MANCHESTER, N.H. -- Mitt Romney's calculation that under his stewardship, the private equity firm Bain Capital helped create more than 100,000 jobs has undergone extensive scrutiny from opponents and fact-checkers alike. The general consensus is that the number is either inflated or based on questionable estimates.
That hasn't stopped the Romney campaign from repeating it. "If you just look at some of the Bain startups, like Sports Authority, Staples, Bright Horizons, the job number you come up with is in excess of 100,000," Romney spokesman Eric Fehrnstrom explained after last Saturday night's debate. "Now, there are about four or five companies that experienced job losses that get written about endlessly. Take those job loss numbers, add them up and deduct them from the gross number. You still come up with 100,000 jobs created."
But what if those jobs weren't all American jobs?
The theory that Romney's campaign is counting outsourced jobs among the 100,000 has been pushed privately by some of his critics. Bain & Company, the consulting firm where Romney worked prior to helping lead its private equity spinoff, doesn't disguise the fact that outsourcing is part of its consulting portfolio. Currently on its website, Bain has a section about strategies behind the outsourcing of information technology work.
We help clients ensure that IT offshoring and outsourcing decisions are based on business strategy and help set up deal structures, capability networks and sourcing agreements to deliver enduring results -- lower costs now and flexibility for the future.

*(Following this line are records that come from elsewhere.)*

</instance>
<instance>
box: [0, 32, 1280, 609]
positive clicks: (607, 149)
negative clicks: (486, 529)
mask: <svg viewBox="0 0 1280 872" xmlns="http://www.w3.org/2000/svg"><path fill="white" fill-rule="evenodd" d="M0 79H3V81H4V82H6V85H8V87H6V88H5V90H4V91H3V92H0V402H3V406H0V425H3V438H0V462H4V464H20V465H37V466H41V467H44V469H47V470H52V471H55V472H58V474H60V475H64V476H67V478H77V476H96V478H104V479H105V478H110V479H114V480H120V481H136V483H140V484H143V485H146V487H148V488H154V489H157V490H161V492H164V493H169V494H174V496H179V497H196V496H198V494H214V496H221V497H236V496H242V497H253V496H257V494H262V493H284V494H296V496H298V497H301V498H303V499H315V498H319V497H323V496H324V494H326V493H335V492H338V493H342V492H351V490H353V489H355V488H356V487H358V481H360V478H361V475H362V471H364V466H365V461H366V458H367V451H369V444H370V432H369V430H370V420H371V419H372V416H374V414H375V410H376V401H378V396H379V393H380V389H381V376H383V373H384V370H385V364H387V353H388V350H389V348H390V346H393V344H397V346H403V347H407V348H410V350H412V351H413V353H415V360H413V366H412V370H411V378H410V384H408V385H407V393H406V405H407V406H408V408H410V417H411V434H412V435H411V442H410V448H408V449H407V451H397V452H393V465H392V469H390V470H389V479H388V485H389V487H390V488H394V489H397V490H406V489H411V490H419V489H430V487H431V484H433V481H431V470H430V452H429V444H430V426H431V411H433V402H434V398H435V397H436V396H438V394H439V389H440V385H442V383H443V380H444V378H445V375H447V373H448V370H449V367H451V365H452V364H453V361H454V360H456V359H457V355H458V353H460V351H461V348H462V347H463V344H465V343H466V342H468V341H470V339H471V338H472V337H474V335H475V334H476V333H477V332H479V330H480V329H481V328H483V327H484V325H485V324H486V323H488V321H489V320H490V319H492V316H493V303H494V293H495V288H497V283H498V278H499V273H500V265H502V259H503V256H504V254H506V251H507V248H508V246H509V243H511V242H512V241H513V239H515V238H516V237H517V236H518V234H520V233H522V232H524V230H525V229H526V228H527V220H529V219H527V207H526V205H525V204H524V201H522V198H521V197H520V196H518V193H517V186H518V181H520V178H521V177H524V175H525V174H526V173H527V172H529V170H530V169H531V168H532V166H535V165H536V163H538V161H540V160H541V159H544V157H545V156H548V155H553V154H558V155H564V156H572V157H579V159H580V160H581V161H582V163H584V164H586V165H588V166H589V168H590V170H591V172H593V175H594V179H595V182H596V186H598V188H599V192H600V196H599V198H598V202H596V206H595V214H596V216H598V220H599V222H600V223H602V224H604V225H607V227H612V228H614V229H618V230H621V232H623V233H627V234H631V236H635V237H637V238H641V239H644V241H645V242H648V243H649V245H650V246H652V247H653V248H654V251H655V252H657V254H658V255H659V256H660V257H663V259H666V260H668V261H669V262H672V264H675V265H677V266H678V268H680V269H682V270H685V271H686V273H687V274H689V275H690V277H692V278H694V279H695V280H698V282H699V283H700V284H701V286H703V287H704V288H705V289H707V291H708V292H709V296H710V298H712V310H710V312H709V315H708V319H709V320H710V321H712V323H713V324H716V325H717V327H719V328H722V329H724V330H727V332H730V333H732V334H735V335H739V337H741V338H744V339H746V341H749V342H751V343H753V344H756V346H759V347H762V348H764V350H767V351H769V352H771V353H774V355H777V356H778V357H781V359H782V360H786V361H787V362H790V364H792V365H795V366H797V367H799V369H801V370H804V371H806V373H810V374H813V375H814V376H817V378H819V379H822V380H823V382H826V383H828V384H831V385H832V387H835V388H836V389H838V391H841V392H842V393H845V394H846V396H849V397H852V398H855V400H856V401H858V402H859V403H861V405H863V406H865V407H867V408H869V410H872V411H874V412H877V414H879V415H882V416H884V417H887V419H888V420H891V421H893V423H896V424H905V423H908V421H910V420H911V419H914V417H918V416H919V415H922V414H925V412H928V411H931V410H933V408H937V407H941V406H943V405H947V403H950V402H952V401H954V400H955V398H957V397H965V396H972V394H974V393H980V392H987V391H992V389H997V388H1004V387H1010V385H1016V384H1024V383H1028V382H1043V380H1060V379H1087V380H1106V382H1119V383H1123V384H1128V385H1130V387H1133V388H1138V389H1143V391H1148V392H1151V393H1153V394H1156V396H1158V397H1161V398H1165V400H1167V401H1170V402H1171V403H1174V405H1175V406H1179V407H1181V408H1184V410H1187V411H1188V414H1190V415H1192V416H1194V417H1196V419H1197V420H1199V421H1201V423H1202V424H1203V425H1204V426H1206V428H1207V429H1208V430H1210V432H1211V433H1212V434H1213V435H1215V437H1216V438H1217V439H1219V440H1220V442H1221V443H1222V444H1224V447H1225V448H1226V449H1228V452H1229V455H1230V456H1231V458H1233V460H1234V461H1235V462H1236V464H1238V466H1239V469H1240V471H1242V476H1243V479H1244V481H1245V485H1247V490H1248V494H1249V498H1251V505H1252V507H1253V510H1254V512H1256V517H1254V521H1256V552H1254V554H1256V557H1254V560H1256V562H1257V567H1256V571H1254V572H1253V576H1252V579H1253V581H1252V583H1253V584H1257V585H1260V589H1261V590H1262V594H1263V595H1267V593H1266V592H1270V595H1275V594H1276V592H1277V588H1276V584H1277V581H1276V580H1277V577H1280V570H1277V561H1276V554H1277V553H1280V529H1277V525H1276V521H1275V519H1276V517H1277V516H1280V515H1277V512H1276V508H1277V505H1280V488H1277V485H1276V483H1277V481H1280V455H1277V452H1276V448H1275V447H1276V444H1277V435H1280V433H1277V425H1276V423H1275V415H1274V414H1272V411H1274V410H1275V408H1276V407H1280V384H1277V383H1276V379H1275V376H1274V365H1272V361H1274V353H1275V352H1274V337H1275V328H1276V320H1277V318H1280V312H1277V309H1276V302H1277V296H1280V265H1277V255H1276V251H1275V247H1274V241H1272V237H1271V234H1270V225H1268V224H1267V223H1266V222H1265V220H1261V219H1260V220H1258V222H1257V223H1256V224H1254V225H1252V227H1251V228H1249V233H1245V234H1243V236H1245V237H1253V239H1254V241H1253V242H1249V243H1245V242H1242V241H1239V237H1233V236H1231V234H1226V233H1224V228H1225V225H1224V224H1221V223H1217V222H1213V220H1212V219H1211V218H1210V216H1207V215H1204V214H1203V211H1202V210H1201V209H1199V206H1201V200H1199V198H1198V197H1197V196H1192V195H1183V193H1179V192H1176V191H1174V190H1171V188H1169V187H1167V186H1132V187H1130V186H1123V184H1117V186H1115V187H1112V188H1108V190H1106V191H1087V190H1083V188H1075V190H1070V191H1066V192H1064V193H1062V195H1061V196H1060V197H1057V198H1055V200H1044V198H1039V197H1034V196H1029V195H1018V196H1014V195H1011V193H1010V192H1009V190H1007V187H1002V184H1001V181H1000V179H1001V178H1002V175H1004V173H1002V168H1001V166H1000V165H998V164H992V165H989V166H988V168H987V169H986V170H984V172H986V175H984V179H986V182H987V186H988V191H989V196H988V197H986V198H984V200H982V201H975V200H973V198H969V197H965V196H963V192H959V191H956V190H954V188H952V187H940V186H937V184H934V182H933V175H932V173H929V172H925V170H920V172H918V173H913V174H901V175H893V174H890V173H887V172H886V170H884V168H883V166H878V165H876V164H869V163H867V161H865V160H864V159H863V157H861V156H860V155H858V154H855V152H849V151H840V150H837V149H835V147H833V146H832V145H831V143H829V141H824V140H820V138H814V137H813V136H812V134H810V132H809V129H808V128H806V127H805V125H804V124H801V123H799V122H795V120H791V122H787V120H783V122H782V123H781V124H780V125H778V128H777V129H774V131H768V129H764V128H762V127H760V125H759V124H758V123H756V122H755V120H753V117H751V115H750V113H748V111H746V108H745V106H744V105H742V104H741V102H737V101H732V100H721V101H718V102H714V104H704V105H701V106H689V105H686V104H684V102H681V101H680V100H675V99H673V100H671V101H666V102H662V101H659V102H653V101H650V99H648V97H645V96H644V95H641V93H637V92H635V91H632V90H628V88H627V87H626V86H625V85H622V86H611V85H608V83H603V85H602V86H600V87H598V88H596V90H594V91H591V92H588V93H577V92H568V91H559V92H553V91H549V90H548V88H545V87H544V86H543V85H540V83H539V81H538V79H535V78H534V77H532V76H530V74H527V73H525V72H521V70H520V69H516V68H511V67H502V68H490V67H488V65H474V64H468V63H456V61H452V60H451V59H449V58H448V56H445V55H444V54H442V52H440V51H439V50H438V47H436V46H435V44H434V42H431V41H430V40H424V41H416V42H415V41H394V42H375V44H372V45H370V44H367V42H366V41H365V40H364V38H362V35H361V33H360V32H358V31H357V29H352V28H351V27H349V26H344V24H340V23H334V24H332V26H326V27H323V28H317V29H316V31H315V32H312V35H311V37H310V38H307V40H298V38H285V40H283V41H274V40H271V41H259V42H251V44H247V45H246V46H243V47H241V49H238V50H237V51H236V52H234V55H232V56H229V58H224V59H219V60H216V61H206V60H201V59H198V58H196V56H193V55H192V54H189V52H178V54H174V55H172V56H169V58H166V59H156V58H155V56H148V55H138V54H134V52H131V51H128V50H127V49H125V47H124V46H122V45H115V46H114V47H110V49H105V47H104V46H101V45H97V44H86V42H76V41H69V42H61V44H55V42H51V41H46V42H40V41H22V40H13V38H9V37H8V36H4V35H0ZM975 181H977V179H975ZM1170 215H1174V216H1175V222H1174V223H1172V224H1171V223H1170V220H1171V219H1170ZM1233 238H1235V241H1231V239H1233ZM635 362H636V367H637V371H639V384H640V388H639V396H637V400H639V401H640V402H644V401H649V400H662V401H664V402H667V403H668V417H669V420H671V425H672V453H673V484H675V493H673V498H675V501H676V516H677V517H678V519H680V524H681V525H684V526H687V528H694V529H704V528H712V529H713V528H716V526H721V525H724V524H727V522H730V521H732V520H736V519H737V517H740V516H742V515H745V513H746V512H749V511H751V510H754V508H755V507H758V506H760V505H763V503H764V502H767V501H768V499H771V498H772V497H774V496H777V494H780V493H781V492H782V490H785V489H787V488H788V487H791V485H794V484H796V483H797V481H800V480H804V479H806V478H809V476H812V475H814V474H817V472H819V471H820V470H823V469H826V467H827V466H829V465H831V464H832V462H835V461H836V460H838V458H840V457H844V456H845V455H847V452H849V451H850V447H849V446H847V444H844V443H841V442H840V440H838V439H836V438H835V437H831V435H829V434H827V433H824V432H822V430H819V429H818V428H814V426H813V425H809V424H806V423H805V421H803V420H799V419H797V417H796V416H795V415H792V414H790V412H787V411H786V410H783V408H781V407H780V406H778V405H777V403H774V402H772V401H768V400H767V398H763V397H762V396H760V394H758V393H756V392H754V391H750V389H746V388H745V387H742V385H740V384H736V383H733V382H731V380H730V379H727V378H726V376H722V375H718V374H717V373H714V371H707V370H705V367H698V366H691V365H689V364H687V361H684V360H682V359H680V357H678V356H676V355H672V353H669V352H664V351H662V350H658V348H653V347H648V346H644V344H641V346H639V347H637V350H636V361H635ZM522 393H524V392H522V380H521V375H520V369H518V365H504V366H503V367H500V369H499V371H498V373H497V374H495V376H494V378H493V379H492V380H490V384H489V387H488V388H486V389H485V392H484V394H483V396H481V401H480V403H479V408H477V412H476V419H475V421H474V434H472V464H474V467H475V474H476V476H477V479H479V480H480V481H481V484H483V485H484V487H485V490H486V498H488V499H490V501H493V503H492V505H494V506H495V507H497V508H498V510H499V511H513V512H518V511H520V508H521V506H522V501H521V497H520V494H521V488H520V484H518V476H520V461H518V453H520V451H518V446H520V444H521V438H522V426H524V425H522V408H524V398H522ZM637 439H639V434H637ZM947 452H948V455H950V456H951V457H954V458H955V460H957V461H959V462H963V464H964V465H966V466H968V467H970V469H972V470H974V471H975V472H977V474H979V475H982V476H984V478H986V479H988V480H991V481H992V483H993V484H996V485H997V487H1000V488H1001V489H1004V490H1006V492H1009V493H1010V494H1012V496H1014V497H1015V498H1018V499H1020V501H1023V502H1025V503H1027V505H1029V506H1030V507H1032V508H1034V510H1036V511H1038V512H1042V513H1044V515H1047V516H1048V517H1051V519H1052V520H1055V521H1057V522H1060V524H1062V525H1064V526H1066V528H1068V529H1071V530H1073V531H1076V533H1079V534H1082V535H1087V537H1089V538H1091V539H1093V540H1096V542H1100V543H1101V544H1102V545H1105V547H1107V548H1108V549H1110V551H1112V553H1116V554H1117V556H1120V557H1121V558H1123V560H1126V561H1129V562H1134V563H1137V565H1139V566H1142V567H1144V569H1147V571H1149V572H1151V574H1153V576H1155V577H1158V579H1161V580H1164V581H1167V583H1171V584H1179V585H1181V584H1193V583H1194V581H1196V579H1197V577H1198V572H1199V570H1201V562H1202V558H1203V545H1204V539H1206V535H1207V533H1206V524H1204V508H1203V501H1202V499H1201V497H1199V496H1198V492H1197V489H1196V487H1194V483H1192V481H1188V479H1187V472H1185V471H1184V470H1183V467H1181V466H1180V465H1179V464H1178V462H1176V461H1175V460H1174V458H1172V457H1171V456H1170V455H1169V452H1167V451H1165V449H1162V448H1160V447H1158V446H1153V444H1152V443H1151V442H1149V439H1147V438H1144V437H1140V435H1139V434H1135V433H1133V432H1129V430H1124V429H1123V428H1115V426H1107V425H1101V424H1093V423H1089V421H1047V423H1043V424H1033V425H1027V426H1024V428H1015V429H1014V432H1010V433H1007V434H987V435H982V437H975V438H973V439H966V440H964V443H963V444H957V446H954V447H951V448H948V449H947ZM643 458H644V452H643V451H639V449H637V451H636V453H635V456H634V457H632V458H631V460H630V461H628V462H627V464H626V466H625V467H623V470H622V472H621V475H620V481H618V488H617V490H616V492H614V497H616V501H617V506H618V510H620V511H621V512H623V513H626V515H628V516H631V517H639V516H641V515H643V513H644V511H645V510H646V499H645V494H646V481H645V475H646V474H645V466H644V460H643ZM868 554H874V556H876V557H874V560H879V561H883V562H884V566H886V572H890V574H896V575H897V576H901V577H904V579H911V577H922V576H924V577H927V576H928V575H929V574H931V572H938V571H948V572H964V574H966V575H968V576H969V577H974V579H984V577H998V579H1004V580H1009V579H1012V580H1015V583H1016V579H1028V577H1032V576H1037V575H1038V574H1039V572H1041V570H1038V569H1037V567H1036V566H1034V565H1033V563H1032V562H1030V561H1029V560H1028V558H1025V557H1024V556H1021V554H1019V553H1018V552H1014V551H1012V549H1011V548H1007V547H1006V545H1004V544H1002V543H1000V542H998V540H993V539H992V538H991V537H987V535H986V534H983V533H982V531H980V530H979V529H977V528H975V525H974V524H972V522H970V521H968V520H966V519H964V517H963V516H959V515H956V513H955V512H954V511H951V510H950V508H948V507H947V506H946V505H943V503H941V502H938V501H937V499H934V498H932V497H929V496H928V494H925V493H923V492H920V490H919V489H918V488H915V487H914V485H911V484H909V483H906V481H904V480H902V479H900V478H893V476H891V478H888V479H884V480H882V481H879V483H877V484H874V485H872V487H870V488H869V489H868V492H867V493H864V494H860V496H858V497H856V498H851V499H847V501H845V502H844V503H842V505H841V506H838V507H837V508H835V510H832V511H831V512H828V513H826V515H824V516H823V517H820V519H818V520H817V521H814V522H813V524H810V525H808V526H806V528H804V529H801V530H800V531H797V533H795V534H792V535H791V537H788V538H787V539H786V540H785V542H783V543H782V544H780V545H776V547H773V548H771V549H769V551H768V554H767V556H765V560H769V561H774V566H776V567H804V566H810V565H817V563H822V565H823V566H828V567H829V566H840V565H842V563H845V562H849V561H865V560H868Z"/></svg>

Strategic sourcing is the process by which organizations determine how to access the right IT and business capability at the right cost. Sourcing must be managed effectively across the four key dimensions of management, resources, services and business processes.

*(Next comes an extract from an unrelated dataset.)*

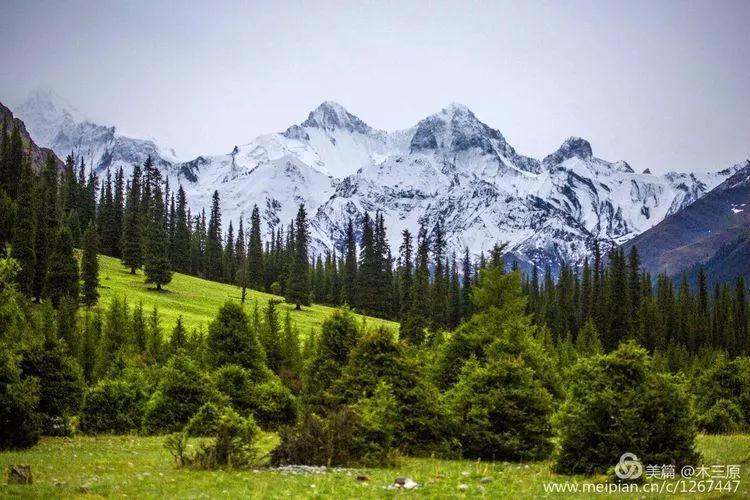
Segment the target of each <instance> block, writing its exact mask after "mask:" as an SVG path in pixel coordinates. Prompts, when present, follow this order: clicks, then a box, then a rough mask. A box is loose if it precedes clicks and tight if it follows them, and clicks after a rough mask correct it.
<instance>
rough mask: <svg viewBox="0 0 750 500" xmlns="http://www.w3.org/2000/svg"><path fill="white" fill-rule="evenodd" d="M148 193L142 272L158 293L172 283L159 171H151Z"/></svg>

Outsourcing of IT or business processes is just one option of sourcing strategies, often unleashing tremendous value. With strategic sourcing, Bain can enable clients to ensure sourcing decisions are based on business strategy and to help set up sourcing agreements to deliver value now and flexibility for the future.
Meanwhile, as BuzzFeed reminded voters on Tuesday, Bain Capital was outsourcing Massachusetts jobs while Romney was in the midst of his 2002 gubernatorial campaign.
Back then, the revelation obviously didn't turn out to be debilitating. Romney ended up winning the governor's chair. But in a Republican presidential primary today, it stands to reason that going after Bain for outsourcing may be more effective than attacking the private equity business overall, as several GOP candidates have. The latter opens up candidates to charges of being anti-capitalist. The former plays to a type of economic nationalism that animates voters of all stripes. Top union officials spent the 2010 midterm elections urging Democratic lawmakers to make outsourcing a major campaign theme. It wasn't. On Wednesday, however, President Barack Obama is hosting an "Insourcing American Jobs" summit at the White House.